On Saturday, I looked at the pitcher leaders in F-Strike% in an attempt to identify those who may see better walk rates ahead. Today I will look at the opposite side of the coin. These are the pitchers who throwing the lowest percentage of first pitch strikes. A pitcher showing up on this list with a league average walk rate or better is likely going to experience an increase in the near future.
Oh, Edinson Volquez, if only you could find the strike zone. Yup, I am still a not so proud member of the Volquez Support Group and have a tough time rescinding my membership given that he calls PETCO Park home now. He is truly like Jekyll and Hyde in that he is a simple joy to watch when he is throwing strikes and making hitters look foolish against his change-up, but seriously unwatchable when he cannot find the plate, which is far too often. I always like targeting young pitchers with control problems because it is the one skill that is most frequently improved upon. Clearly, Volquez did not receive this message. There is no hope for better control in the future, so owners like me should just hope PETCO continues working its BABIP and home run suppression magic to give Volquez any semblance of fantasy value.

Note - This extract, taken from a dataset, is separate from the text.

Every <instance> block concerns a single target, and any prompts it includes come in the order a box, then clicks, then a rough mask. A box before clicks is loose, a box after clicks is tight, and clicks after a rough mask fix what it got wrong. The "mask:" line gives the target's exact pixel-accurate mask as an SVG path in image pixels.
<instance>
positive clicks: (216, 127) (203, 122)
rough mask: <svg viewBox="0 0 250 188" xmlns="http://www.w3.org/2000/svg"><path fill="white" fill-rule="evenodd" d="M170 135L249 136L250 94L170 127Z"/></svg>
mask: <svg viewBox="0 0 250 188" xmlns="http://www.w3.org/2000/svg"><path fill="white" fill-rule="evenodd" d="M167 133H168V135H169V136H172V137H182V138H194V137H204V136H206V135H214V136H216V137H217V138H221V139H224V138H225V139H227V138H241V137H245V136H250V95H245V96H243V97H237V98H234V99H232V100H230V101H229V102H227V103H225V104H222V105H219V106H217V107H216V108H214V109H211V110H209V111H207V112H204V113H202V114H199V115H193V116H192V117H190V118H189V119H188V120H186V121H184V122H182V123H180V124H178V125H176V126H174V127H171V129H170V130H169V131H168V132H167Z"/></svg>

I mentioned Kyle Drabek in a sell high post a week and a half ago and in two starts since, he has allowed a total of 13 runs over 9.2 innings. Guess I had good timing on that call! His stuff does look much better than his below average K/9 and slightly above average SwStk% would suggest, and he has a fantastic ground ball rate. So there does appear to be some hope for his future. Unfortunately, there is nothing that suggests his control will get better any time soon.
The last time Yovani Gallardo posted a F-Strike% nearly as low as it currently sits was in 2009, and not surprisingly, his walk rate that year was 4.6. Aside from the seriously concerning sudden inability to throw strikes, his SwStk% is down to a frightening 6.7% (versus the 8.8% league average), easily his lowest mark over a full season. His velocity is down a bit from the last two years, but at a similar level as 2009 so it doesn’t seem to raise any red flags. However, when you combine his loss of control with his failure to miss bats, you have to wonder if something is wrong physically.

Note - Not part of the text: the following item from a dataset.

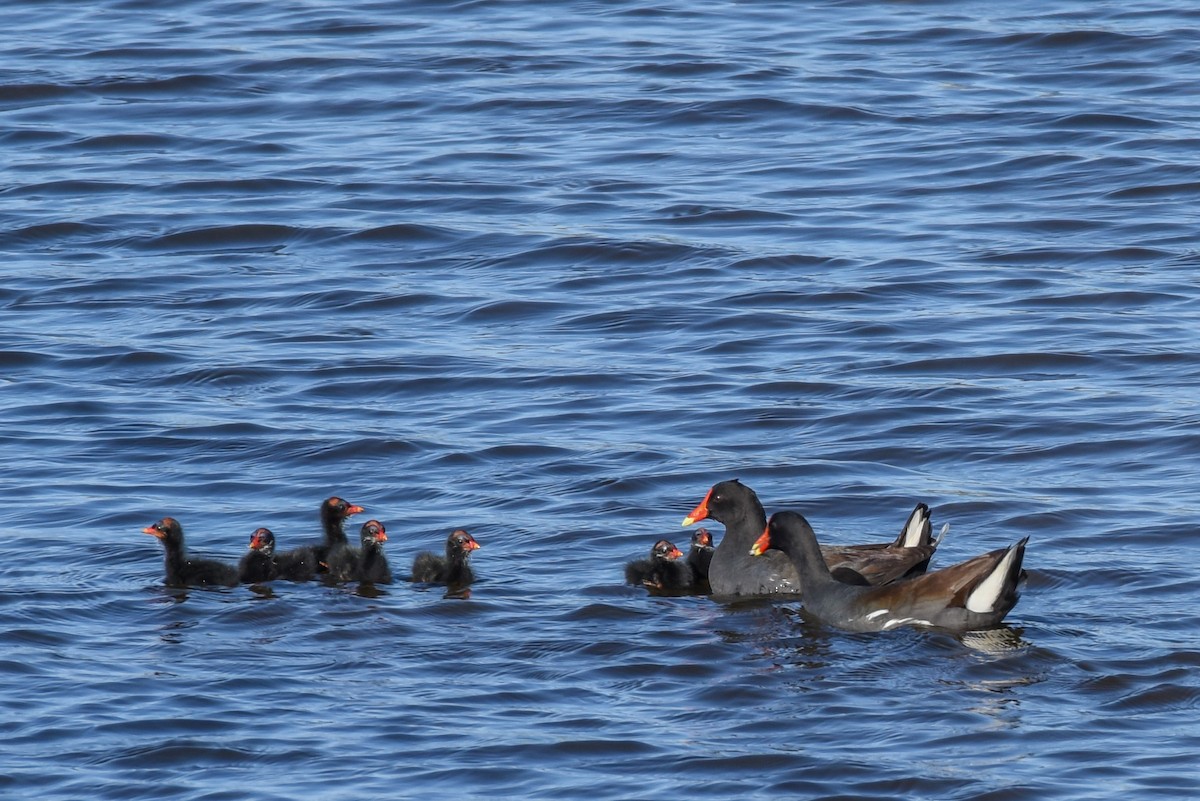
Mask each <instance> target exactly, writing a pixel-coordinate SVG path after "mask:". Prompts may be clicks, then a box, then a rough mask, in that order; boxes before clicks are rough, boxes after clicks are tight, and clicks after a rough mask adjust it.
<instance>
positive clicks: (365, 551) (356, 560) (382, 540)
mask: <svg viewBox="0 0 1200 801" xmlns="http://www.w3.org/2000/svg"><path fill="white" fill-rule="evenodd" d="M359 538H360V541H361V543H362V547H361V548H348V547H347V548H337V549H336V550H334V552H332V553H331V554H330V555H329V574H330V577H332V578H334V579H336V580H338V582H371V583H373V584H388V583H389V582H391V570H390V568H389V567H388V558H386V556H385V555H384V553H383V543H384V542H386V541H388V532H386V531H385V530H384V526H383V523H380V522H379V520H367V522H366V523H364V524H362V530H361V531H360V532H359Z"/></svg>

Ahh, Chris Sale, not a place I want to find your name considering I own you in all four of my leagues. Like I sometimes notice when a pitcher’s F-Strike% doesn’t match up with his BB/9, Sale’s Zone% is well above league average. So although his first pitch is less often a strike, he is around the plate more frequently. Given his amazing recent run and likely innings cap, he’s someone to consider selling high on. Of course, I am as attached to him as one could be to any player and owning him in all my leagues is going to make my advice impossible to actually follow myself. So feel free to hold onto him and continue smiling at his ridiculous slider.
For all the improvements we have seen in Jason Hammel‘s peripherals, his F-Strike% is actually at its lowest mark since his 2006 debut. So that walk rate is probably going to rise. And that surprising ground ball rate spike? Yeah, that only lasted through April. In May, his GB% is back to where it has always been. However, his increased fastball velocity has contributed to a huge jump in SwStk%, so his strikeout rate does appear real. He should destroy his ZiPS RoS ERA projection of 4.62 and I would gamble on a high 3.00 ERA the rest of the way.
This is one of the primary reasons I failed to add James McDonald to my roster when he was still a free agent in one of my leagues only a couple of weeks ago. Never much of a first pitch strike thrower to begin with, his rate is actually even lower this year than in past seasons. It is quite a shock to see his walk rate below 3.00 despite such a poor F-Strike%. I can’t believe this could last, but an increased Swstk% and a decreased reliance on his fastball primarily in favor of a slider means the strikeout rate is mostly for real. With a neutral batted ball profile, a walk rate that may rise significantly and the support of a pathetic Pirates offense, he looks like a great guy to aggressively try to trade.
I expected regression from Ricky Romero and thought he was overvalued, but didn’t think it would be due to his walk rate exploding. His F-Strike% confirms that is deserving of such a walk rate, but obviously his history suggests he should get a little better in that regard. Though he did post a .242 BABIP last year, would you bet on him maintaining another mark around .240 again? I wouldn’t and therefore would not try buying him low.
This is why I placed Wei-Yin Chen in the bottom tier (The Great Disappointment) of my AL SP rankings. I read several disagreements with his placement. Since those rankings were published, he has posted a 4.70 ERA and still sports a mark better than his SIERA. His strikeout rate may rise a bit given a strong SwStk%, but that may come along with an increased walk rate as well.